Today, we got to the point, out of personal desparation, that I called our agency and asked about the ramifications of getting a new referral. Toni acted surprised that we'd be at this point and said she has every hope that Addison will be ours soon, and that "the courts are just proving a point" (that they won't tolerate "irregularities"). She and the program's director seem to think this will be over soon and that they will go to court to petition for the 10 families' cases to be heard. But they can't petition yet, b/c the courts won't allow them to...and that it's only been 11 days...and that if we "give up" our referral and request another one, Addison would be assigned to someone else and then be adopted by them when his case is heard, she suspects. She said she really didn't know, because nothing like this has ever happened before, and that she had to talk to her boss about it. And then I got an email inviting us to a group conf call for the 10 families tomorrow so they can talk to us about what's next. I'm really glad they are doing that, b/c we all really need it. Maybe tomorrow I'll be more level-headed, but we'll probably be right back where we've been. In indefinite pergatory, rotting, stewing, second guessing.

So, there you have it. Meat and potatoes: several non-abandoned kids being put before the courts as abandoned kids, the courts saying hold up we've gotta get to the bottom of this, our agency assuring us that those issues have nothing to do with our kids who are all legit, us having no idea when the courts will finish their investigation and re-schedule our cases, no idea of any timeframes or milestones, and us...well, me...being a basket case along the way. I wish I had more to say. I wish I had more upbeat news.

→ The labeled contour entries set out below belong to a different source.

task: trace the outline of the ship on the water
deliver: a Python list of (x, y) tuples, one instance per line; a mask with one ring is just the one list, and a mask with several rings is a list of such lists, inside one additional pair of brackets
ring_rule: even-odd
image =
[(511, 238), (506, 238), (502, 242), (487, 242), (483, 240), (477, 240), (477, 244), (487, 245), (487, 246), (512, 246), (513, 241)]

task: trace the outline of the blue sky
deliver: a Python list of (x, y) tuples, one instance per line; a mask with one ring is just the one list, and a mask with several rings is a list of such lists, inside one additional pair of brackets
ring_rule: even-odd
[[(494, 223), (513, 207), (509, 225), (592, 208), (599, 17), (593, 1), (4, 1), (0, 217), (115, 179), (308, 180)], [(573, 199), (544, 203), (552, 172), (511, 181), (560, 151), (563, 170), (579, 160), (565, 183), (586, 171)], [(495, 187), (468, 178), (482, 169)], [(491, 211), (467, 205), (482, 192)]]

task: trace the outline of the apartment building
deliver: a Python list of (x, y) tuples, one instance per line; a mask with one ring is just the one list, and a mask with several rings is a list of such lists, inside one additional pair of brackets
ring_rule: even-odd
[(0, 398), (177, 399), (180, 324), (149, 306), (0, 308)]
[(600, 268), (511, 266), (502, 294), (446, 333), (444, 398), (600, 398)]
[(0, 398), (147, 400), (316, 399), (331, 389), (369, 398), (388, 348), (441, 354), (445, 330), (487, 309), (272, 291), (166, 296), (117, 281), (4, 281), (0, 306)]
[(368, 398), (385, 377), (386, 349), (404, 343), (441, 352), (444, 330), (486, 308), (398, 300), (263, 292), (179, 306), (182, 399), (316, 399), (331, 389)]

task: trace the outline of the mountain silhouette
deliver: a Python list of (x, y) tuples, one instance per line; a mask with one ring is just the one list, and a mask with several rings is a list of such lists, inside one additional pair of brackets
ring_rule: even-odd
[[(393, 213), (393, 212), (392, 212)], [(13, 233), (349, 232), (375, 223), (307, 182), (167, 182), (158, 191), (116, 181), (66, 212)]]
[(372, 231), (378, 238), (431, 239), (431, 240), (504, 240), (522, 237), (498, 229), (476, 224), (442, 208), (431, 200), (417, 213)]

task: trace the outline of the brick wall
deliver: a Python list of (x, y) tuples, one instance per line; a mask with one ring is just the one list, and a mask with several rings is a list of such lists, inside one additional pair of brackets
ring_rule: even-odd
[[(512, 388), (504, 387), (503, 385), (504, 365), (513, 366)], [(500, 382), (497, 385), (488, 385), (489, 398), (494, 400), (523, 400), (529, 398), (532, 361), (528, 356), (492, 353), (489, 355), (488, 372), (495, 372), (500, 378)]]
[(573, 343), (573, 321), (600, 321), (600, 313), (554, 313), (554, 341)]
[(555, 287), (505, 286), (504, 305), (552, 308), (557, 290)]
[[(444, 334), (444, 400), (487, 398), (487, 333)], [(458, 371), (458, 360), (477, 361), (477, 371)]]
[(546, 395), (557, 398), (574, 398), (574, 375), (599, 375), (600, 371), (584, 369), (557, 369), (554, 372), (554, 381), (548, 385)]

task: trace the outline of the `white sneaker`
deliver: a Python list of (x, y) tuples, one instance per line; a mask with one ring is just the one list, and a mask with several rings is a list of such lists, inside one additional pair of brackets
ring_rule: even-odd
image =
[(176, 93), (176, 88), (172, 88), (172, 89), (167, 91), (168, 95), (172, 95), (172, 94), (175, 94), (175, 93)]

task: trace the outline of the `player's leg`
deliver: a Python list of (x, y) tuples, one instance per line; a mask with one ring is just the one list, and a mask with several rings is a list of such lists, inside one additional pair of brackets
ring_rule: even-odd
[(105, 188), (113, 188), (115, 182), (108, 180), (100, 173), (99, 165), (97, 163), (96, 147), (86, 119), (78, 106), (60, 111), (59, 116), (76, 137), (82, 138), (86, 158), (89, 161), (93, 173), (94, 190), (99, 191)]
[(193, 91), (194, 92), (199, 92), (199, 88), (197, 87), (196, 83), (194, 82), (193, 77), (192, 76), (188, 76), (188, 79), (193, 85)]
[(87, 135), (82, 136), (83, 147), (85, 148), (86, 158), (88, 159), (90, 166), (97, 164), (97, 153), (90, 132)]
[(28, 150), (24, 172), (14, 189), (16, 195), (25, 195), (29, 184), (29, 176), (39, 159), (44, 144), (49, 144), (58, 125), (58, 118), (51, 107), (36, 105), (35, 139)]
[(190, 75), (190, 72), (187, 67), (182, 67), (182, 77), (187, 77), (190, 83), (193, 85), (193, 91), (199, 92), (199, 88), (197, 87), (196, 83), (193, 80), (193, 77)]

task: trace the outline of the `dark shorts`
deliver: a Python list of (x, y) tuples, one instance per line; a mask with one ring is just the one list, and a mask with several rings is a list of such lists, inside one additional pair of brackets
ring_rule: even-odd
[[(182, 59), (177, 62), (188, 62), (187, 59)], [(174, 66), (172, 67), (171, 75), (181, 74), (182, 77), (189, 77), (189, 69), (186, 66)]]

I will just say, though, that i know i have the best friends and husband and most amazing daughter on the planet. And that we are dealing with a top-rate agency that has a great relationship with the courts and is doing what they realistically can to be our advocates in a less-than-ideal situation. And I know that my over-analyzing things is not productive in any way. Every day I'm working on reminding myself of all of those things. And today I realized (thanks, MF) that I really need to focus on my own emotional and physical well-being and not what others may think or say. I probably need to avoid the co-miserating with the other 9 families on line, per Radames' request 10 days ago! :) And i need to stop wondering about the external ramifications about doing what is best for our family. And i need to not be so paranoid about sharing. By the way, if you are a Smarty Pants client friend, have no fear. You have no idea how great of a job I'll be doing on your business. Intellectual challenges are my best friends these days. :) Ha! See.

Thanks again, everyone, for all of the support and wishes. We love you and can't wait to pass along some better news.
Life isn't about waiting for the storm to pass, it's about learning to dance in the rain.